Industry best practices dictate that, before they deploy supplier portals and other projects, companies must undergo the process of data cleansing and data enrichment because they cannot manage suppliers without clean, quality and up-to-date data.
Supplier company information becomes out of date over time, causing processing errors. Processing delays and rework can result, for example, when the purchasing system has one supplier location address and the accounts payable system has another.
Stopping Bad Data Before It Spreads
Based on our extensive experience in serving the supplier community, we have identified four major causes of poor supplier data: lack of data accuracy and quality, data redundancy, lack of insight into ownership and diversity certification, and inadequate diverse supplier risk identification.
To halt the propagation of bad data across the enterprise, initial clean-and-enrich steps include gathering missing or incomplete data, removing duplicate suppliers, standardizing names and categories, and establishing supplier dependency and global corporate family linkages.
Maximizing the Payoff of Supplier Relationships
To maximize supplier leverage and minimize supplier costs, you must better understand if you are doing business with more than one “related” company in a family tree or corporate structure.
You can achieve significant buying power by identifying these families and leverage your spend for more favorable contract terms. Additionally, you can reduce costs and increase buying power by migrating away from related companies with low spend to families with more spend.
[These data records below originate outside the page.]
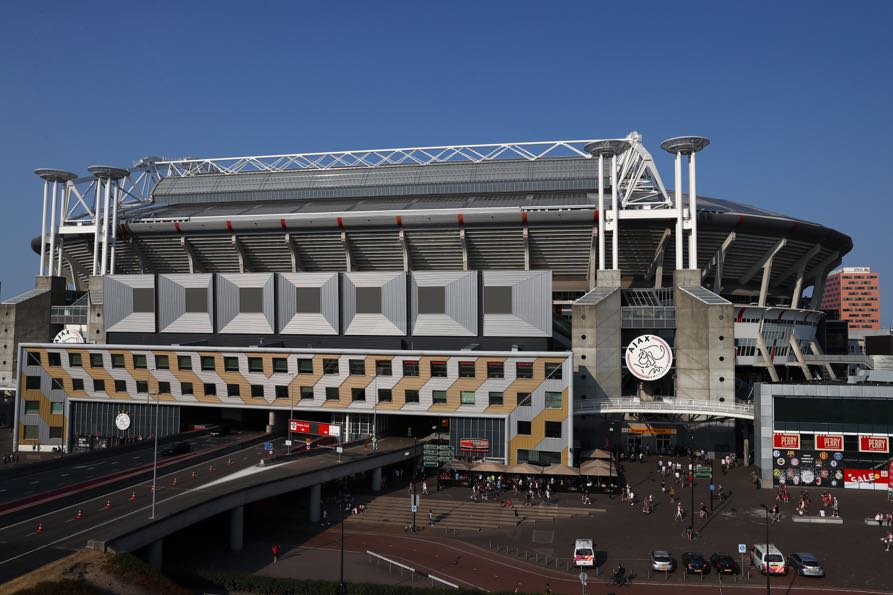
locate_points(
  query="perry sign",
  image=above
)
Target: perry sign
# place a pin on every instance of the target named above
(648, 357)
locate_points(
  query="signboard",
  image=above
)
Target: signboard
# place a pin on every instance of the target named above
(874, 443)
(474, 444)
(786, 440)
(829, 441)
(648, 357)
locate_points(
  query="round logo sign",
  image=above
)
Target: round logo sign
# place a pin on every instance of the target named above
(68, 336)
(122, 421)
(648, 357)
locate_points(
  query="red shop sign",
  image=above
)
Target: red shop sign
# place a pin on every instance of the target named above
(874, 443)
(829, 441)
(787, 441)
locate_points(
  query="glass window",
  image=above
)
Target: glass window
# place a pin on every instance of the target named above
(410, 368)
(383, 367)
(553, 400)
(438, 369)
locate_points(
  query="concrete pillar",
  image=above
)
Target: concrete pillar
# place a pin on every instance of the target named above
(156, 555)
(376, 479)
(315, 501)
(236, 528)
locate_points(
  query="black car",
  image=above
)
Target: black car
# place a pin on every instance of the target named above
(177, 449)
(694, 563)
(724, 564)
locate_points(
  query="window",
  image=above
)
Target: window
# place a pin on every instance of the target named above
(553, 429)
(524, 370)
(495, 370)
(383, 367)
(438, 369)
(466, 369)
(553, 400)
(553, 370)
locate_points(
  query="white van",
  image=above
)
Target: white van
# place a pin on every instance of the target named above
(768, 559)
(584, 553)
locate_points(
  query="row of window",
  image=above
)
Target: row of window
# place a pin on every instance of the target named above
(356, 367)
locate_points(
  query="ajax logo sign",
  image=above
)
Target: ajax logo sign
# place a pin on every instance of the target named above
(648, 357)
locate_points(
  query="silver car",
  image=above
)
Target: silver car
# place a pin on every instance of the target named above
(662, 561)
(806, 564)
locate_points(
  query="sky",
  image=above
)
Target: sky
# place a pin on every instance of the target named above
(796, 97)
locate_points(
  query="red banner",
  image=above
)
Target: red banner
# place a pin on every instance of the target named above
(786, 441)
(829, 441)
(874, 443)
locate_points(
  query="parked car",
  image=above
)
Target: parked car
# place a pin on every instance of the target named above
(806, 564)
(724, 563)
(662, 561)
(694, 563)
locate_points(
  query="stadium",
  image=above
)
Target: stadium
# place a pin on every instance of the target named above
(499, 293)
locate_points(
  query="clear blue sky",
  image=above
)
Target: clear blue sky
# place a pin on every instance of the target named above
(796, 97)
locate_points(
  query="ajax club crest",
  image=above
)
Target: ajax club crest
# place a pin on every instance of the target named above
(648, 357)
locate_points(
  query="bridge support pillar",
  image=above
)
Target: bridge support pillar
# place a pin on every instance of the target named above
(156, 554)
(236, 528)
(315, 501)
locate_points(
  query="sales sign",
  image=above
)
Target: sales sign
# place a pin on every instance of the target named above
(829, 441)
(786, 440)
(874, 443)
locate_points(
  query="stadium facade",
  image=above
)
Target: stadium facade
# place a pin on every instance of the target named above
(532, 299)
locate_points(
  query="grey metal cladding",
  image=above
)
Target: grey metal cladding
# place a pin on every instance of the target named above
(458, 311)
(308, 303)
(131, 303)
(392, 317)
(180, 307)
(256, 314)
(531, 304)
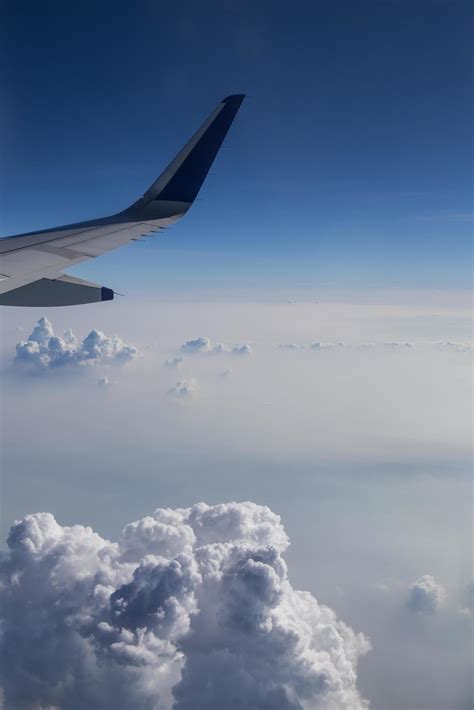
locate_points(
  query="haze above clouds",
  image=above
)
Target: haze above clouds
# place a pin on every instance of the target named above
(362, 447)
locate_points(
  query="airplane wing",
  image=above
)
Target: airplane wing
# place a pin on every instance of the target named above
(32, 264)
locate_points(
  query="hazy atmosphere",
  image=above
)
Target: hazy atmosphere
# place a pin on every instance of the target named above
(246, 483)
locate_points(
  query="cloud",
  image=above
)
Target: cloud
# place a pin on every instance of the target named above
(467, 606)
(189, 608)
(198, 345)
(452, 345)
(322, 346)
(204, 345)
(220, 348)
(396, 345)
(425, 596)
(174, 361)
(183, 388)
(242, 349)
(46, 351)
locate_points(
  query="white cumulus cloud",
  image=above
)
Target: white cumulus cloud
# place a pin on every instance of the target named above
(174, 361)
(189, 608)
(425, 595)
(44, 350)
(244, 349)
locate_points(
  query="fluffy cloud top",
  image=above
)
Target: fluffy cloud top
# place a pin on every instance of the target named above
(198, 345)
(425, 595)
(174, 361)
(44, 350)
(204, 345)
(190, 608)
(242, 349)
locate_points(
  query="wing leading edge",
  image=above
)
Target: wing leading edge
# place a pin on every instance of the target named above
(31, 264)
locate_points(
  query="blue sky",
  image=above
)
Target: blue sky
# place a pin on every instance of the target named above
(349, 166)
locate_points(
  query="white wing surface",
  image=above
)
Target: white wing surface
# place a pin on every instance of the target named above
(32, 264)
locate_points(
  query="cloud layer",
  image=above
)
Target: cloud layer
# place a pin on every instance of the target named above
(189, 608)
(45, 351)
(425, 595)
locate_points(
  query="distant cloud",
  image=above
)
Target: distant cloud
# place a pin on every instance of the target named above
(242, 349)
(290, 346)
(467, 602)
(183, 388)
(198, 345)
(174, 361)
(396, 345)
(46, 351)
(455, 346)
(189, 608)
(220, 348)
(425, 595)
(322, 346)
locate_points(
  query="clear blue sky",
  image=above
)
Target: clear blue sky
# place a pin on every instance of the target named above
(350, 165)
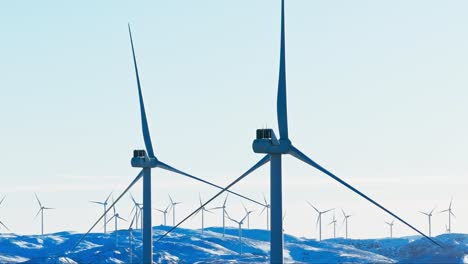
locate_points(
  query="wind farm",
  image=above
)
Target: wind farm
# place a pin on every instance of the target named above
(211, 97)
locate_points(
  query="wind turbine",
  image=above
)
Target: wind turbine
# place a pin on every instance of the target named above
(173, 204)
(345, 220)
(223, 207)
(146, 160)
(116, 218)
(41, 211)
(203, 210)
(267, 143)
(164, 212)
(137, 207)
(240, 223)
(334, 226)
(248, 212)
(319, 219)
(429, 215)
(104, 204)
(1, 223)
(266, 207)
(390, 224)
(450, 213)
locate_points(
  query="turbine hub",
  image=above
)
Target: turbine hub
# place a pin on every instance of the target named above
(266, 142)
(141, 160)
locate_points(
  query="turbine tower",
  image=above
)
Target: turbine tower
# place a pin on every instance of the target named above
(429, 215)
(267, 143)
(390, 224)
(319, 219)
(116, 218)
(41, 211)
(266, 207)
(203, 210)
(173, 204)
(334, 226)
(345, 220)
(248, 212)
(164, 212)
(1, 223)
(450, 214)
(104, 204)
(223, 207)
(239, 223)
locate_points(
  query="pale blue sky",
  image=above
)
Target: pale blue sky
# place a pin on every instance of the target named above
(377, 93)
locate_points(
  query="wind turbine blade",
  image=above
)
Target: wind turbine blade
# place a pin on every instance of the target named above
(1, 223)
(39, 202)
(38, 213)
(100, 203)
(313, 207)
(137, 178)
(144, 122)
(299, 155)
(264, 160)
(165, 166)
(225, 200)
(281, 100)
(107, 199)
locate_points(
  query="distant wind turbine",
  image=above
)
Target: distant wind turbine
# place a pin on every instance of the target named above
(104, 204)
(173, 204)
(429, 215)
(319, 219)
(450, 214)
(138, 208)
(266, 207)
(248, 212)
(390, 224)
(334, 226)
(223, 208)
(1, 223)
(202, 210)
(41, 211)
(164, 212)
(345, 220)
(116, 218)
(239, 223)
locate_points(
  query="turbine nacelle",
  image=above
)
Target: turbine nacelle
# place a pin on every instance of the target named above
(266, 142)
(141, 160)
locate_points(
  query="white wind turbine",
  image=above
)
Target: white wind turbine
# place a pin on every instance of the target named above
(202, 210)
(248, 212)
(239, 223)
(173, 204)
(267, 143)
(41, 211)
(333, 222)
(345, 220)
(147, 160)
(390, 224)
(104, 204)
(429, 215)
(223, 208)
(1, 223)
(450, 214)
(319, 219)
(266, 207)
(164, 212)
(138, 208)
(116, 218)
Mitigating Supplier Dependency Risks
Supplier dependency risk also can result when supplier linkages cannot be determined due to lack of parent-child information. Supplier managers must be able to sort out complex vendor organizational hierarchies to determine supplier linkages for all activity at the ultimate corporate parent. This will help mitigate the risks of supply chain disruptions resulting from supplier dependencies, as well as from supplier credit worthiness issues and non-compliance with contract terms and conditions.